As we explained in the previous article, two Chinese geologists have recently come to the conclusion that the inner core of the Earth has slowed down, and now rotates more slowly than the rest of the Earth.
Fortunately, this change in the speed of the terrestrial core hasn’t any appreciable effects on our daily life. In fact, it is thought that the core of the Earth follows a seven-decade cycle, increasing and decreasing its speed every 35 years. A stop of the Earth’s inner core was already observed in the 1970s, and there wasn’t any important consequence.
One of the effects of this decrease in the speed of the Earth’s core is that the days become a little longer. However, this change is unnoticeable for humans. The authors of the study (Yi Yang and Xiaodong Song) have calculated that days will be one-thousandth of a second longer than before. Despite not having any direct impact on life on the planet, it will probably require some adjustments to the most precise atomic clocks, such as introducing leap seconds.
Terrestrial deformations, and effects on the magnetic field
Another effect that the decrease in the speed of the Earth’s core could entail is the appearance of minimal deformations on the surface of the Earth. This could lead to small changes in the sea level.
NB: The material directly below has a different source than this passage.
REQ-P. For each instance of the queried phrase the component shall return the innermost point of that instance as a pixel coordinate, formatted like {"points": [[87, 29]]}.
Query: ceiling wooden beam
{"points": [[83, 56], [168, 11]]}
Finally, the slowdown of the Earth’s core also has some effects on the magnetic field of the planet. However, these effects aren’t critical, because it is the outer core (which surrounds the inner core) that is responsible for the magnetic field of the planet. According to the researchers, these variations in the magnetic field could affect the climate of the Earth. Nevertheless, this is only a hypothesis, that future studies should confirm.
As you can see, the changes in the speed of the inner core of the Earth haven’t any noticeable effects on life on the surface or in our daily life.